# Cable identification



## Mr Plumber (Oct 20, 2011)

Anyone have any Idea who makes these cables. They were included in a parts lot I bought. What ends do they use if you know. 
Thanks for the help. Looks like 5/16 cable with larger end for bits


----------



## Mr Plumber (Oct 20, 2011)

Sorry don't know how to,post multiple pics


----------



## Paul4813 (Nov 28, 2015)

My Spartan 100 cable looks just like that and I screw on the cutter with an allen screw


----------



## Toli (Nov 7, 2015)

Could be any number of manufacturers. That's a popular end.


----------



## Drain Pro (Nov 3, 2013)

Looks like knock off Spartan bulb type ends. Could even be an old Spartan before "spar shine". If it's stiff I'd go with old Spartan. If it's more limber could be drain cables direct, Mytana. There was also a place called SSC cables. The end looks like a Spartan type 8. 
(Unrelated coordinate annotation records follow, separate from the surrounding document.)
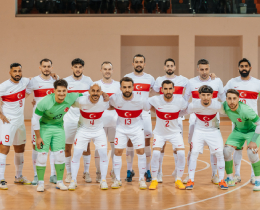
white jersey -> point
(90, 113)
(167, 114)
(40, 87)
(248, 90)
(195, 83)
(180, 83)
(129, 112)
(206, 117)
(76, 86)
(13, 97)
(110, 116)
(142, 84)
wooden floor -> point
(205, 195)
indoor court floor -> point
(205, 195)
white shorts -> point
(12, 133)
(83, 138)
(70, 129)
(110, 133)
(176, 140)
(213, 139)
(137, 139)
(147, 124)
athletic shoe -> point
(3, 185)
(142, 185)
(72, 185)
(237, 179)
(223, 185)
(148, 176)
(116, 184)
(159, 177)
(53, 179)
(103, 185)
(179, 185)
(214, 179)
(35, 180)
(257, 186)
(23, 180)
(68, 178)
(230, 182)
(189, 185)
(61, 186)
(98, 177)
(153, 185)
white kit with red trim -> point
(76, 86)
(110, 116)
(167, 114)
(248, 90)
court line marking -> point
(188, 204)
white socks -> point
(2, 166)
(18, 162)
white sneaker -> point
(72, 185)
(68, 178)
(103, 185)
(61, 186)
(142, 185)
(98, 177)
(159, 177)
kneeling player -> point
(90, 127)
(167, 108)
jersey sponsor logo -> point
(128, 113)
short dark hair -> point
(233, 91)
(138, 55)
(77, 61)
(167, 82)
(244, 60)
(169, 59)
(205, 89)
(45, 60)
(15, 65)
(126, 79)
(60, 82)
(202, 61)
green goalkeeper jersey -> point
(244, 118)
(52, 112)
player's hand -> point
(253, 147)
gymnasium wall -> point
(221, 40)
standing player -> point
(109, 86)
(192, 88)
(206, 130)
(142, 84)
(77, 83)
(248, 88)
(12, 128)
(90, 127)
(48, 127)
(129, 106)
(167, 128)
(247, 128)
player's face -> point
(16, 73)
(203, 70)
(169, 67)
(244, 69)
(232, 100)
(139, 64)
(206, 98)
(77, 70)
(46, 68)
(107, 71)
(168, 90)
(127, 89)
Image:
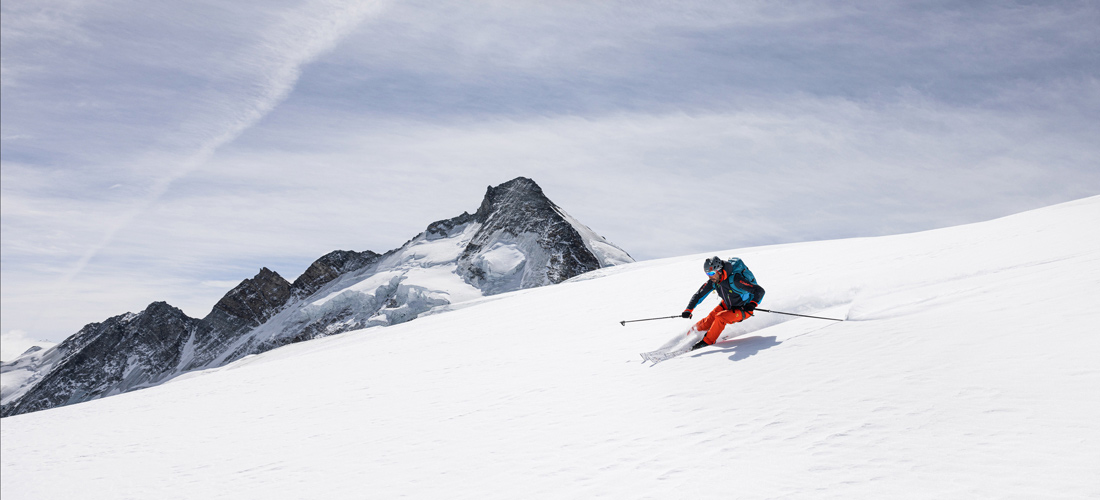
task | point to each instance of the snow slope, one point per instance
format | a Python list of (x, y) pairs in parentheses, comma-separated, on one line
[(967, 368)]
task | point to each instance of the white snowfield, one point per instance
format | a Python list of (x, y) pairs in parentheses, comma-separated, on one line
[(967, 368)]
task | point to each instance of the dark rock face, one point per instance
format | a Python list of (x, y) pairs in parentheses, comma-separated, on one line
[(330, 267), (252, 302), (517, 239), (131, 350), (517, 213)]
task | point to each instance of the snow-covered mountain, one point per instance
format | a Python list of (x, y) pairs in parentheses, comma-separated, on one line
[(967, 368), (516, 240)]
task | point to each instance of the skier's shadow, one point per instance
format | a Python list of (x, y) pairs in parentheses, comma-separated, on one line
[(741, 348)]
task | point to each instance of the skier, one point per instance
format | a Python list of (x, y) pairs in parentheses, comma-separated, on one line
[(739, 293)]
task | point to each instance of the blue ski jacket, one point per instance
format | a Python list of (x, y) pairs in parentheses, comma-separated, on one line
[(735, 289)]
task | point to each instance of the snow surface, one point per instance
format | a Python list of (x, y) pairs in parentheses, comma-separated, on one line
[(967, 368)]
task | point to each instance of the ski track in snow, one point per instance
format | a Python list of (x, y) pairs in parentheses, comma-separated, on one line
[(966, 369)]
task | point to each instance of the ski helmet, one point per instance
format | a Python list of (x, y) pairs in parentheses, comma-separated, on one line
[(713, 265)]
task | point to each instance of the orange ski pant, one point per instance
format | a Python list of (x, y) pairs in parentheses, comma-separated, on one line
[(717, 320)]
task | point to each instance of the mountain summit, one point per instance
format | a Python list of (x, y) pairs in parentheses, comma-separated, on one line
[(517, 239)]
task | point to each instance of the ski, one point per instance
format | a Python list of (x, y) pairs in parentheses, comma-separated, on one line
[(657, 356)]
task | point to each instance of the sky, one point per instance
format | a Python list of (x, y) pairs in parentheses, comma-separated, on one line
[(167, 151)]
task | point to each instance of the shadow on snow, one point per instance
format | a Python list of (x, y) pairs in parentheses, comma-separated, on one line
[(740, 348)]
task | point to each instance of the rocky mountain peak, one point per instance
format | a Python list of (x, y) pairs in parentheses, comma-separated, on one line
[(251, 302), (329, 267), (519, 195)]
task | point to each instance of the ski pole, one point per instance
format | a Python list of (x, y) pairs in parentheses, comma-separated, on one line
[(624, 322), (793, 314)]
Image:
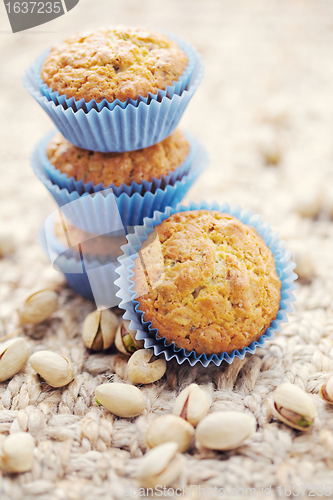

Sent from my iPhone using Tapatalk


----------



## ChrisConnor (Dec 31, 2009)

Bulb head. several manufacturers sold them.

SSC rebranded their drain cables department as Drain Cables Direct, so, same company.


----------



## Drain Pro (Nov 3, 2013)

ChrisConnor said:


> Bulb head. several manufacturers sold them.
> 
> SSC rebranded their drain cables department as Drain Cables Direct, so, same company.



Oh right. I forgot SSC became Drain Cables Direct. 


Sent from my iPhone using Tapatalk


----------



## Mr Plumber (Oct 20, 2011)

Found a box that said Drain cables direct. I'm assuming that's where it came out of. Where can I get the ends at. Looks like it may fit in my super vee


----------



## Drain Pro (Nov 3, 2013)

Mr Plumber said:


> Found a box that said Drain cables direct. I'm assuming that's where it came out of. Where can I get the ends at. Looks like it may fit in my super vee



Drain Cables Direct 


Sent from my iPhone using Tapatalk


----------



## Mr Plumber (Oct 20, 2011)

Just a weird end I don't understand the screw in the middle then the slot with holes on each side. Lol


----------



## Drain Pro (Nov 3, 2013)

Mr Plumber said:


> Just a weird end I don't understand the screw in the middle then the slot with holes on each side. Lol



It's for a drop head attachment. 


Sent from my iPhone using Tapatalk


----------